Erica Keswin is an expert in the business of working human. She helps top-of-the-class businesses, organizations, and individuals improve their performance by honoring relationships in every context, always with an eye toward high-tech for human touch. Her book, Bring Your Human to Work: 10 Sure-Fire Ways to Design a Workplace That’s Good for People, Great for Business and Just Might Change the World (2018 McGraw-Hill), was an immediate Wall Street Journal bestseller.
Photo Courtesy: Alphonse Telymonde
In this conversation, Erica talks about her book, Bring Your Human to Work.
Geetesh: Erica, can you share with us what it means for you to be “human at work.” What motivated you to write, or in this case, create this book, Bring Your Human to Work?
Erica: To me, being “human at work” means to honor relationships, because it’s our relationships with people that makes us who we truly are. After studying the workplace for over twenty years, and especially companies who actually called themselves “human” I discovered that while there are many ways to be more human, for instance, in meetings, with our devices, as leaders, and as employees—the bottom line is that everything we do is in honor of relationships. It’s not rocket science, but that doesn’t make it easy! So that’s what inspired me to write this book—to offer a guidebook to companies on how to honor relationships at work.

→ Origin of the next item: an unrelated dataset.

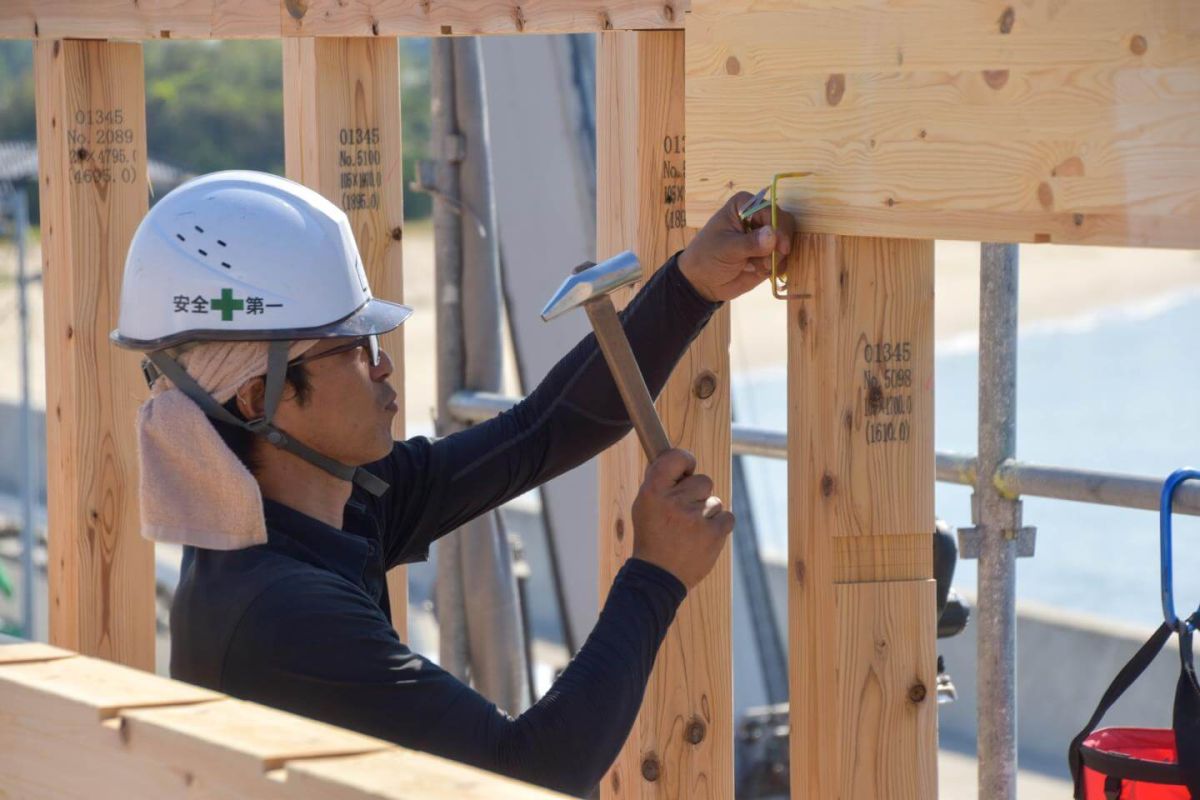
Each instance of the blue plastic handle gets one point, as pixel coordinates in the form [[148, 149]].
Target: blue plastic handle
[[1164, 543]]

Geetesh: Presentations are one area where everyone needs to become more human, especially when these happen to be webinars, where there is no conventional contact. How can a presenter capture the attention of the audience in a live presentation or in a webinar? Can you share some ideas about how the surefire ways in your book can help readers become better presenters?
Erica: You’re right that it’s especially important to bring our human to presentations because, of course, it’s all about the relationships! And when we’re standing in front of a crowd or sitting in front of a screen, we have to be very intentional about the ways we can bring our human to the situation.
I talk to a lot of groups about the Three P’s to Honoring Relationships, and I think these are especially helpful for presentations.
- Prioritize: Regardless of the context, always prioritize relationships. Be present both physically and psychologically, which means regardless of the context, your job is to connect with your listeners.
- Position: Position your technology to amplify relationships. Don’t rely on your slides to tell the human story. Your slides can offer strong visuals, but you (or your audience) are the protagonist.
- Protocols: Make it clear what is to be expected in the case of webinars and virtual meetings. Maybe begin each meeting with everyone going around and saying hello, or standing up and showing their face. Think ahead and present some protocols to help grease the wheel of connection.